Hindle the ironmaster

Hindle was a largely self taught ironmaster from Lancashire. He made his money from the manufacture of heavy looms for weaving and baling presses, but enjoyed making telescopes which he mostly gave away. The 30-inch telescope was the largest he attempted. Conceived as a fork mounted Newtonian equatorial, the mirror weighed 196 pounds, had a diameter of 30 inches and a focal length of 120 inches (f4). It was ground by Hindle from a 3½-inch blank of Chance glass in about 1935 and mounted in an 18 point Hindle Cell. The tube was thin sheet steel, braced with tensile steel wire; and the secondary electrically heated. The electric drive was a gramophone motor with a governor that was braked or released for slow or fast tracking. There was a separate ¼ hp motor for motor for rapid adjustment in right ascension. The telescope was described by Hindle in the September 1939 edition of Scientific American (p186-9). At that time, it was the largest telescope ever constructed by an amateur astronomer maker.
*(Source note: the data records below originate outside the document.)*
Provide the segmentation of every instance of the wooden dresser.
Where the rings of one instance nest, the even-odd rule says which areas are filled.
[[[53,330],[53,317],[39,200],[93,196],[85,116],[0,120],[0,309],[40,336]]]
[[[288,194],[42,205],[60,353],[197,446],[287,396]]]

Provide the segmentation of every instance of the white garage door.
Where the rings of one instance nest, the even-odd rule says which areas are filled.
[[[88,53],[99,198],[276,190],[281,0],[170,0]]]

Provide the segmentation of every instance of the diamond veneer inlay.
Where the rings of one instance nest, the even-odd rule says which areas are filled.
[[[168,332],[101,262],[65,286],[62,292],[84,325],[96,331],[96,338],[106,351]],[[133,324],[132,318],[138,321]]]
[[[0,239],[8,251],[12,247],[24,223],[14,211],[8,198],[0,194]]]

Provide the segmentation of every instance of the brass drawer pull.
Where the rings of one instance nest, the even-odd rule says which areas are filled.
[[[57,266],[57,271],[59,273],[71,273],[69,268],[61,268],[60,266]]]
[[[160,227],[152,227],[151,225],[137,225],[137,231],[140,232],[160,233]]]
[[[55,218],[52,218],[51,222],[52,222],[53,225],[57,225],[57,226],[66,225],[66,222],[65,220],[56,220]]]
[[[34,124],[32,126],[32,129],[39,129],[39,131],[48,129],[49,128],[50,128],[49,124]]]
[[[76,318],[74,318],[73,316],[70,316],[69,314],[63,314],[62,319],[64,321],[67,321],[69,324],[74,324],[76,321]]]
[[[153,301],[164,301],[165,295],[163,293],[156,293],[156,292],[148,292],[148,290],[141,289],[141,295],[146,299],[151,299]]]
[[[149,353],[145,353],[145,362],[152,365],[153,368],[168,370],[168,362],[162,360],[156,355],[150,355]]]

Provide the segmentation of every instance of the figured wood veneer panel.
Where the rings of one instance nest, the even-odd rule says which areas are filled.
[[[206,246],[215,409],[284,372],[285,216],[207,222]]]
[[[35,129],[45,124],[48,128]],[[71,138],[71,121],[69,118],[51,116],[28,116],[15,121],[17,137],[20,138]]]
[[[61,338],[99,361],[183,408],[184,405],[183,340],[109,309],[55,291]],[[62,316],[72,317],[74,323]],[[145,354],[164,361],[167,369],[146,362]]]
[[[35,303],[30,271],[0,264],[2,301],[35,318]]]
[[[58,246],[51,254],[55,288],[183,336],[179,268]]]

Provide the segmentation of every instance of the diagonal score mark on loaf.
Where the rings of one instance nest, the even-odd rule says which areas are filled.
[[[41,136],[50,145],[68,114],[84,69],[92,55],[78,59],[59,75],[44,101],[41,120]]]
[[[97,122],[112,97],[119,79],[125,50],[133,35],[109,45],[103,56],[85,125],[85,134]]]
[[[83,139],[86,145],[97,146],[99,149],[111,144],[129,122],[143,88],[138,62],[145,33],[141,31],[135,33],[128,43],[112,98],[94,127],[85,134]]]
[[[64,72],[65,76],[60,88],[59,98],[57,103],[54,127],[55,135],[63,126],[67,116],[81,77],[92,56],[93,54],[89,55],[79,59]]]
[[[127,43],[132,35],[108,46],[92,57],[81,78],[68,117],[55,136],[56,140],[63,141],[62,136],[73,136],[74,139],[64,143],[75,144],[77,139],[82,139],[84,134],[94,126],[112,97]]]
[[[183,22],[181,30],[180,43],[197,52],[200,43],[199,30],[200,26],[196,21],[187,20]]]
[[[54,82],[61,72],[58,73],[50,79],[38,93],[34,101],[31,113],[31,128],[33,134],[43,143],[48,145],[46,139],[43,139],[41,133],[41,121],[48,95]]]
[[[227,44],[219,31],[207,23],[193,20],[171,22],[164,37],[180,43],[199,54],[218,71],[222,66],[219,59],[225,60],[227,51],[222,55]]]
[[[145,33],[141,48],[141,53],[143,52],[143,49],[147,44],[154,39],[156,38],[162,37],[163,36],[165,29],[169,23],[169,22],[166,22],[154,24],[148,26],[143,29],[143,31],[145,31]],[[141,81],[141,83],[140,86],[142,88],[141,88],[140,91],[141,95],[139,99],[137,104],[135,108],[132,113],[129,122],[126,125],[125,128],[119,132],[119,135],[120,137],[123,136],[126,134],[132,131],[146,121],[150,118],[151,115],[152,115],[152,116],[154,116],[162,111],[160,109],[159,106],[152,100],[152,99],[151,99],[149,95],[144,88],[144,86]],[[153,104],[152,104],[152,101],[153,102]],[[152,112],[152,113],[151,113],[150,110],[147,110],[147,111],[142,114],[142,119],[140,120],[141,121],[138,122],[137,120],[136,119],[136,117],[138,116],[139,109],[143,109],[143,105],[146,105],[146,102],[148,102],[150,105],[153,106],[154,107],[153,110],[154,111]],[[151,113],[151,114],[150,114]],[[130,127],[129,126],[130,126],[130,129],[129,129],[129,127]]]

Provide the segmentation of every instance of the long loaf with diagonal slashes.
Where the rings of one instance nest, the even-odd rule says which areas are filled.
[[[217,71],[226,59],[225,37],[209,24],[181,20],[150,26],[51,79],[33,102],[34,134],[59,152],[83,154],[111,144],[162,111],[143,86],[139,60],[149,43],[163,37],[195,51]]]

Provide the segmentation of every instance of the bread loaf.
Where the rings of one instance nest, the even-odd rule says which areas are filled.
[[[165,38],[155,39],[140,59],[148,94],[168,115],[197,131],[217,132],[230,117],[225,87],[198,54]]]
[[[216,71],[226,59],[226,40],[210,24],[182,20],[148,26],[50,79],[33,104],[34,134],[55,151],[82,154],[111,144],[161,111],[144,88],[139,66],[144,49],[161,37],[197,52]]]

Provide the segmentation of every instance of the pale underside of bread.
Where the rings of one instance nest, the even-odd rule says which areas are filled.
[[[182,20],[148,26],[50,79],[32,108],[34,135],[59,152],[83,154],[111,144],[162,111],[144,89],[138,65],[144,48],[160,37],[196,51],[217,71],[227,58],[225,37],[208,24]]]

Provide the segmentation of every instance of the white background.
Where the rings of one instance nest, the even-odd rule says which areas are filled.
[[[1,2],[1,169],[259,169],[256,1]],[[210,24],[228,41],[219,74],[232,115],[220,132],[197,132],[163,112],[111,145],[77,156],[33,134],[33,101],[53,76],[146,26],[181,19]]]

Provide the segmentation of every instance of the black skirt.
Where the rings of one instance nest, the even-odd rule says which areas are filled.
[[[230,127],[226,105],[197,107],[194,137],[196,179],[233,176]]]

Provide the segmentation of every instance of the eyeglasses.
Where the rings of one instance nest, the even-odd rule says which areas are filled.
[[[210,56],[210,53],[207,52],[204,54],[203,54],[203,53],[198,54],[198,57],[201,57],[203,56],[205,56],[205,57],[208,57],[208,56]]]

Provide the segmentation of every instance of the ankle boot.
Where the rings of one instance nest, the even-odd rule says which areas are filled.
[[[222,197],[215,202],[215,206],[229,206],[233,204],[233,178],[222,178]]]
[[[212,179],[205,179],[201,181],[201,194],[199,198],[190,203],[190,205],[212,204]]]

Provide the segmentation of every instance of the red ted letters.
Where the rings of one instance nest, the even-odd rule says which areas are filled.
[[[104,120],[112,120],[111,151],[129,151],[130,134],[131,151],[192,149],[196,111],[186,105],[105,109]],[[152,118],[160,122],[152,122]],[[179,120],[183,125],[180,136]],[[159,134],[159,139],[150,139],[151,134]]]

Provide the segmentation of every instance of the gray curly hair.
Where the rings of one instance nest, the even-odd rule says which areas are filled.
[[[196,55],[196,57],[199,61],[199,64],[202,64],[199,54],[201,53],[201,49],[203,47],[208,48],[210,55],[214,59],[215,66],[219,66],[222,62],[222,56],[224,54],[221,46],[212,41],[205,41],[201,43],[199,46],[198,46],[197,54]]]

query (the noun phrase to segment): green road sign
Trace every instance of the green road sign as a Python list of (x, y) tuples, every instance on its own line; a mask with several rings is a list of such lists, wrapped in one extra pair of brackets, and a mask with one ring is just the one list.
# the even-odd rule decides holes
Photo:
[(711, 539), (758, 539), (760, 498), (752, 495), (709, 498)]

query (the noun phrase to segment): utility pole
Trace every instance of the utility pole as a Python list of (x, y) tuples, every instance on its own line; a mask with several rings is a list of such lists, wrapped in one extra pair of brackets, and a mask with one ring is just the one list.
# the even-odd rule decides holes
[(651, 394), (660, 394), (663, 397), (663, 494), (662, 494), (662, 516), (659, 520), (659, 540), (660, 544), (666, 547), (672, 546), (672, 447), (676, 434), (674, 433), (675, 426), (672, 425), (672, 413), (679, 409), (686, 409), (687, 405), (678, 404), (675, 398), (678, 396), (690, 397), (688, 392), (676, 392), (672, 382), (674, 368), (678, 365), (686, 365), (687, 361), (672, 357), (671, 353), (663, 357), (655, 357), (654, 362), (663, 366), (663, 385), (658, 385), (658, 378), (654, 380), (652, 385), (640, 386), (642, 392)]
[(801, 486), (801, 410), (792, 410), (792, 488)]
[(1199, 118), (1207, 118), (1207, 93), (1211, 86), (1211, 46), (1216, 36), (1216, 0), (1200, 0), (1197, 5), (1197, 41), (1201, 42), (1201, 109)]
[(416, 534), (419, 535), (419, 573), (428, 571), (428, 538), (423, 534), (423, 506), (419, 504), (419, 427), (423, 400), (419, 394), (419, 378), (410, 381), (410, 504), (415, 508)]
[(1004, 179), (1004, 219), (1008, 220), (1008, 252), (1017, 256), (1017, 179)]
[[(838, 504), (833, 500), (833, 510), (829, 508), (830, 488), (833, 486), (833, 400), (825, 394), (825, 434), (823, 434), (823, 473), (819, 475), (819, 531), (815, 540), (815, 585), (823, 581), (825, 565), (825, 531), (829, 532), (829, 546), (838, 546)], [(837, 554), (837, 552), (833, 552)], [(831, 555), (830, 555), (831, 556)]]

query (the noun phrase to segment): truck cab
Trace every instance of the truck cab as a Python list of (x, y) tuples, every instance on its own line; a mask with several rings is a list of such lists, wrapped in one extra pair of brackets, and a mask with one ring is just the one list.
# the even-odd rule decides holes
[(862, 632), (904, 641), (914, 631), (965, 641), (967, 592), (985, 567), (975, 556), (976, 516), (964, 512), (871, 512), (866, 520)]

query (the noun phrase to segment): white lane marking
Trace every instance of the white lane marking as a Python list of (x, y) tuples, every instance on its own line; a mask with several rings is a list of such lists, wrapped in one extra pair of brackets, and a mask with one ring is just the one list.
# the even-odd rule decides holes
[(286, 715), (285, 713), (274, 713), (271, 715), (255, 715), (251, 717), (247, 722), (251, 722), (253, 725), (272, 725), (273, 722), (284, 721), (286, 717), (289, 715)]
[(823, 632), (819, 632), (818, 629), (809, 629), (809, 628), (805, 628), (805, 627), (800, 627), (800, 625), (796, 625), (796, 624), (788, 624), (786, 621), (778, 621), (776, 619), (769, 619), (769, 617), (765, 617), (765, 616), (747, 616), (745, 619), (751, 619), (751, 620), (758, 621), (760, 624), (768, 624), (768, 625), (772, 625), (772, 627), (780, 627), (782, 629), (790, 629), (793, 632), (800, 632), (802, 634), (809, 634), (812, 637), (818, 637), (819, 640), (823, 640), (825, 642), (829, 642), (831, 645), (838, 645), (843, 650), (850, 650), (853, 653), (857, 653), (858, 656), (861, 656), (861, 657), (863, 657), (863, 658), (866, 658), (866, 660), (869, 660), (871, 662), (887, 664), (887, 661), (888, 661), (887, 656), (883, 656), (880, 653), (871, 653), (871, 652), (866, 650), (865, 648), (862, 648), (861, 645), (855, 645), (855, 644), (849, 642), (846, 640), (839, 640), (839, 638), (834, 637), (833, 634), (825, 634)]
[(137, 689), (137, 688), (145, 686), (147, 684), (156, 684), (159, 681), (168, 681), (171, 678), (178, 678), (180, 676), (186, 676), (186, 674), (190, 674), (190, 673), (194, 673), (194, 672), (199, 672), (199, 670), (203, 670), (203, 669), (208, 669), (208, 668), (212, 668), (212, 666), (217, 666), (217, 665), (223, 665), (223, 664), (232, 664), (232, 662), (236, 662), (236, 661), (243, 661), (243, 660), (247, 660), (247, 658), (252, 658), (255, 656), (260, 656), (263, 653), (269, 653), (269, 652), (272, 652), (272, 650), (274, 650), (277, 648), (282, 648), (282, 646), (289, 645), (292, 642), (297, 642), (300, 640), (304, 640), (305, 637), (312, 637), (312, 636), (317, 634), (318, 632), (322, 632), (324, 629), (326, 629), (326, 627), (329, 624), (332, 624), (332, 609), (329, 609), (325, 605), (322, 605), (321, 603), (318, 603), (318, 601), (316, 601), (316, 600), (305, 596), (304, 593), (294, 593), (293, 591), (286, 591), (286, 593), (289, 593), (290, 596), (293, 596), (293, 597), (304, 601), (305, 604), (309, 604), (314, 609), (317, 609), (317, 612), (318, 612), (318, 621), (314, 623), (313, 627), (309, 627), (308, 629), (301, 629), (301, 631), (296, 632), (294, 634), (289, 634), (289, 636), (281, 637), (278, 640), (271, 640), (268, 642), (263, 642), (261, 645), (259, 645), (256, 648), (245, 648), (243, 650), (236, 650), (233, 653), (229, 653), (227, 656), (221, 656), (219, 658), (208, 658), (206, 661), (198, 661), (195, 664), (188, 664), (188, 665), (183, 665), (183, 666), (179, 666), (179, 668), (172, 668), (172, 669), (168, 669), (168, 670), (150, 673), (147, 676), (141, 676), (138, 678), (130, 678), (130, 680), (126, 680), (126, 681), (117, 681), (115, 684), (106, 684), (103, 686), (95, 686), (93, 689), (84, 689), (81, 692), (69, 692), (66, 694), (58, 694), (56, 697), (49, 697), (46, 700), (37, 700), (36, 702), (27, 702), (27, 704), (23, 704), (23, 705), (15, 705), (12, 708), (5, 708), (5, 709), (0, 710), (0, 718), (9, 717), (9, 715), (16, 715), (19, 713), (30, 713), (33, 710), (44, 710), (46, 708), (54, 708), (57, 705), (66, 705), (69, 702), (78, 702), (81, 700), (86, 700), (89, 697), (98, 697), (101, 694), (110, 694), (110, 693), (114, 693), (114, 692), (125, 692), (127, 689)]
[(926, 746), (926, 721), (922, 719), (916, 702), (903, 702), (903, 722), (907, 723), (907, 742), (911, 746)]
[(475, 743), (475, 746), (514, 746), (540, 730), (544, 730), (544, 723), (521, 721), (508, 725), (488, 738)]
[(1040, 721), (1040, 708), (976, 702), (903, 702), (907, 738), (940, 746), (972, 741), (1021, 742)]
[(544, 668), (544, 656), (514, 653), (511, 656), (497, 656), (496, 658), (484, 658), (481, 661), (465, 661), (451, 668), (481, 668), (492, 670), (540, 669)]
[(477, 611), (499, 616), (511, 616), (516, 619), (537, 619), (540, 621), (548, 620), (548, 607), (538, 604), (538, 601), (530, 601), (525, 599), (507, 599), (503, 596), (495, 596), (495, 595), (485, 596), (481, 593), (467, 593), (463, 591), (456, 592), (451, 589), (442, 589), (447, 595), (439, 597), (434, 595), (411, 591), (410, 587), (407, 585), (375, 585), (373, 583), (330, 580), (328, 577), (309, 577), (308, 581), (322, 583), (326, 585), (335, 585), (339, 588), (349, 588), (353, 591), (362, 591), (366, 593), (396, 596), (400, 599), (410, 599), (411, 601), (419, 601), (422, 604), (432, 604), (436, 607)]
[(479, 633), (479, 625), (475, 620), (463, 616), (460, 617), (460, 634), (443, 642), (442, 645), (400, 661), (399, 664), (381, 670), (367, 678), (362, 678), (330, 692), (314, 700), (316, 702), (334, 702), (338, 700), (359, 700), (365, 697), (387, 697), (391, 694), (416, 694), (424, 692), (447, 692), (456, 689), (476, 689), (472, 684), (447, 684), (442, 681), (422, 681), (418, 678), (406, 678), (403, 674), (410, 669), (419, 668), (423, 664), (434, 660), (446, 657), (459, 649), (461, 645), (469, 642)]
Click here to read Hindle’s obituary.


Donated to the Observatory and shipped to the Cape

The telescope, together with the framework of the dome were donated to the Royal Greenwich Observatory (RGO) in 1960/61, apparently for use at the Cape Observatory (which had been under the control of the RGO since 1959). By June 1962, it had been erected and completely overhauled, the space under the dome providing two much needed offices. A secondary mirror was purchased from Messrs. Cox, Hargreaves and Thompson with a view to providing a folded cassegrain focus and using the telescope for photoelectric photometry, which it was planned to do this in the infra red. The conversion work was completed by June 1963, though it was still possible to use the Newtonian focus when required. At the same time, a slow-motion motor was fitted.


Outright gift or strings attached?

Regrettably, there are no references to the telescope in the catalogues of the RGO Archive in Cambridge nor of the National Archives at Kew. The only official mentions seem to be the brief entries that appear in the Observatory’s annual reports from 1961 to 1980 together with the subsequent report of 1980–85. It is not known why Steavenson gave the telescope, nor why at that particular time, nor if there were any conditions attached. However, Woolley’s frustration at the delays in getting the equatorial group at Herstmonceux up and running together with only a distant prospect of getting the new Schmidt telescope (for which Dome C had been built) were well known. In 1956/7, Wooley had gone so far as to persuade the Science Museum to allow him to use the 20-inch Isaac Roberts reflector in their collection as a stop gap measure. This telescope was used for photometric work by Eggen but observing conditions at Herstmonceux proved unsuitable and the telescope was returned to the Science Museum on 4 July 1961.  Against this background, it is understandable that Steavenson as a member of the Board of Visitors might well have felt it his duty to offer his telescope to Woolley. It would also explain why the telescope was set up at the Cape rather than Herstmonceux.


1972 – the telescope returns to England and is installed at Herstmonceux for upgrade work

When the Cape Observatory was transferred to the Combined South African Observatories at the start of 1972, the telescope was shipped back to England, arriving at Hertmonceux, later that year. There, a series of alterations were commenced with a view to setting the telescope up in the still empty Dome C for testing prior to shipping it to a yet to be built Observatory at Loma de Dilar in the Sierra Nevada in Spain (OSN) as part of a collaboration between the Science Research Council (UK) and the Spanish National Research Council (Consejo Superior de Investigaciones Científicas – CSIC).

Erection of the telescope in Dome C commenced in 1973, when a new base together with new right ascension and declination drives and clamping systems were installed. By September 1975, all the new mechanical parts had been manufactured and erection of the telescope in Dome C was nearly complete. Little progress was made during the following 12 months owing to a ‘lack of available electronic effort’. Meanwhile, negotiations aimed at its eventual installation in Spain had stalled for a while due to administrative changes there.


The telescope is shipped to Spain

By September 1978, renovation and testing of the telescope was nearly complete and work had started on the erection of the new telescope piers in Spain.  The Stevenson telescope was packed up for transportation in 1980 and installed in the 8m western cupola of the OSN by December 1981 and commissioned the following year. It remained in service until 1989, when it was removed prior to being replaced by a superior instrument built specifically for the purpose. The Stevenson telescope was given to the Instituto de Astrofisica de Andalucia (IAA), who, in turn, donated it to the city of Granada who installed it in the Science Park located in the city, where it can still be seen today.